Years ago, in those foggy days right after my father’s rather sudden death, I was going through some of his old books and I found a scrap of paper upon which he had written a short prayer. It read, "Yes, peace that passes understanding…but give me the understanding that brings peace."
I wondered what he was going through just then. My father sought understanding, searched the epistles for some sense of things; but saw his quandary.
His note referred to Philippians 4.7, where St. Paul speaks of the peace that passes all understanding. But his line was a rebuttal. He was saying, fine, Paul, but I still want the kind of understanding that brings me peace. Dad was grappling with his faith in the middle of tooth and nail circumstance.
My father had many occasions to question his faith, question the faith of his church. And I’m certain now, all these years later, that the questioning ran deeper than any of us suspected. But why would this surprise me? He was, through this little scrap of paper, crying a Psalm…Give me understanding that I may live.
I remember riding my bicycle home from work after the long distance call from my mother and my brother Paul, informing me that my dad had died of massive heart attack. I stopped on the bank of the North Saskatchewan and sat down in the grass. I’ve always loved rivers and so I just sat there watching the grey-green water flow by. The city sank away. The sun shone warm and the air had a deep-fall fragrance. And in that heavy brilliant afternoon the outline of my father’s smiling face came into view and a the outline of a poem came to mind–a poem that I would later read at my fathers memorial.
Today, his etched face is still etched in my mind:
I see him sweating, black dirt ground deep in the creases of his wet face. His shirt stuck to his back, rivulets of water running down under his cap, down the side of his face as he shovelled, hammered, lifted, pulled.
I see him crouching, head down, helmet on, while sparks shoot past his arms and legs and bounce up off the hard-packed dirt of the log tractor shed. He welded a birdbath together using the steel discs of the old seeder. He used farmer–rods, 7014’s. That piece of modern art was eventually anchored in the ground in front of the picture window of the cabin—the cabin he created from the warehouse that was once attached to our store in town, the Springside Shopping Centre.
In our small living space at the back of the store I see him sitting at the table, beside him a shin-high stack of newspapers and magazines. I hear him, being cynical, and yes, hopeful, about the state of the church, the municipality, the country.
I see him entering the rainfall and weather conditions in that acre of space beside each day on the Saskatchewan Wheat Pool calendar that hung behind his chair.
I hear him tell mom how I was able to pack all the 50 pound bags of flour from the van to the warehouse beside our store. I feel a surge of pride rising through my skinny frame. The struggle had near killed me but in my boyish mind I had averted his disappointment.

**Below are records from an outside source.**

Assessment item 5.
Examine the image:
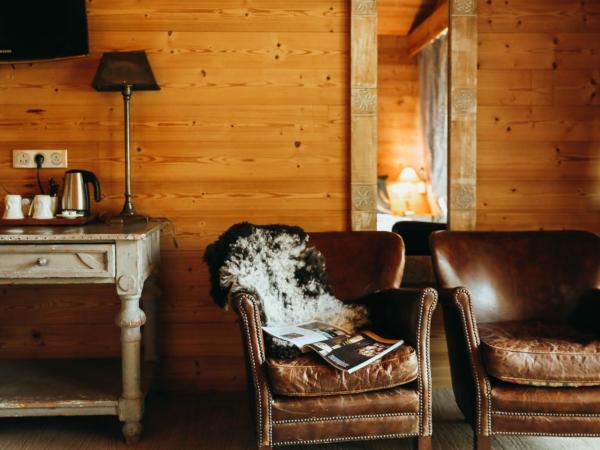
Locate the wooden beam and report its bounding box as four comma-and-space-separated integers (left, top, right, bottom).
448, 0, 478, 230
351, 0, 378, 231
407, 0, 449, 58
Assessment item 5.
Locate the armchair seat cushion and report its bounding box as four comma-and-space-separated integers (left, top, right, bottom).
479, 321, 600, 387
266, 345, 418, 397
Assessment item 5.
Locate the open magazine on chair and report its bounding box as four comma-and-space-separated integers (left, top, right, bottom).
262, 321, 404, 373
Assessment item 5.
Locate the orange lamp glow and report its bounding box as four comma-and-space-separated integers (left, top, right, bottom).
388, 167, 428, 215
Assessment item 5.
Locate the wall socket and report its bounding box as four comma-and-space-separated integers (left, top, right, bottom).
12, 149, 68, 169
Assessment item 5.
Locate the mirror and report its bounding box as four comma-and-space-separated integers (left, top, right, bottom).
350, 0, 478, 231
376, 1, 448, 231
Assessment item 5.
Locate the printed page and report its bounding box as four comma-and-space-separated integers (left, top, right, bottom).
308, 331, 403, 373
262, 321, 348, 349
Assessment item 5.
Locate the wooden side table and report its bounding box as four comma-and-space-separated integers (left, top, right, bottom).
0, 221, 163, 443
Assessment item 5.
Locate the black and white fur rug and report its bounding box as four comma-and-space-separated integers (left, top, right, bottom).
204, 223, 368, 357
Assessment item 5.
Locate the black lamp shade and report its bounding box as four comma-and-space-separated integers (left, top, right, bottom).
92, 51, 160, 91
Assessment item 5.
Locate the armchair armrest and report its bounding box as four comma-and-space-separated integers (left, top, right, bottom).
229, 290, 272, 448
574, 289, 600, 333
358, 287, 437, 437
438, 287, 492, 436
230, 289, 266, 365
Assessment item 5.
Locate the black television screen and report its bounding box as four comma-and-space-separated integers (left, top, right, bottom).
0, 0, 88, 63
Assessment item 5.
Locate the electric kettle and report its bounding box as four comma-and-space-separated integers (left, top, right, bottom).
61, 170, 101, 215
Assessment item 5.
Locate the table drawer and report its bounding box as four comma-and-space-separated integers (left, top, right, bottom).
0, 244, 115, 279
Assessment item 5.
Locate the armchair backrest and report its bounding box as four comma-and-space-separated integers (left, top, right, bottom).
309, 231, 404, 301
431, 230, 600, 323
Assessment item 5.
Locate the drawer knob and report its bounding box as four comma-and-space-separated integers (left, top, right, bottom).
36, 257, 49, 266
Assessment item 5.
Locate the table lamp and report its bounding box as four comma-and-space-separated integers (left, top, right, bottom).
388, 166, 427, 216
92, 51, 160, 224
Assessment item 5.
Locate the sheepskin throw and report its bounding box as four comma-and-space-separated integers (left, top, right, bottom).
204, 223, 369, 357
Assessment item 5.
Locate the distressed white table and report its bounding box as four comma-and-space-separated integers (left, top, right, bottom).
0, 221, 163, 443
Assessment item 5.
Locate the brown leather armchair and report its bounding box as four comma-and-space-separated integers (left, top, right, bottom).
231, 231, 438, 449
430, 230, 600, 449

I hear him half a mile away in the field, singing above the roar of the 1550 Cockshutt tractor…singing what he always sang in the middle of the field …How Great Thou Art.
In the Baptist Church, I’m noisily fidgeting while Pastor Ulrich preaches and I hear him signal, as he always did, with a long drawn out throat clearing. I face front quick as a consonant, and feel his eyes for a long time on the back of my head.
I hear him laugh mercilessly as he tells the only off-colour joke I’ve ever heard him tell. The one about the farmer who found the whistle in the manure pile. What did he do with it? He blew the shit out of it! All the kids roar. Aunt Nettie and Uncle Harold laugh too, but not as much as dad.
I see his thick wavy black hair sprout from underneath a toque that has climbed up the back of his head while he lays up an even row of snow beside the red Ford half-ton — stuck, on the way to the farm. A farm that raised pigs, hundreds of laying hens, and killed over a thousand turkeys and a farm that compelled dad to be experimental, a general store owner, a public school trustee, a Co-op board president, a bus driver, a Gideon, a deacon…
I see him reading at the table of our other farm–"Jonat’s farm"–the farm we never quite felt at home with. I secretly thank him as he pretends not to notice the scent of tobacco after I come back from smoking a "rollie" behind the bin.
I feel his sadness and tension as he drives me to meet friends, friends I’ll leave to the coast with, leaving him behind, not seeing him for several years.
Decades later and two months before his death, I hear the pride in his voice as he recounts the good that all his children did. Kids from small town partner well and make good. Did we recognize ourselves in his rhapsodizing? Dad did.
And one year after his death I dream him in that robins egg blue suit of his, sitting at the dark-wood dinning-room table, and we are all around and we’re laughing.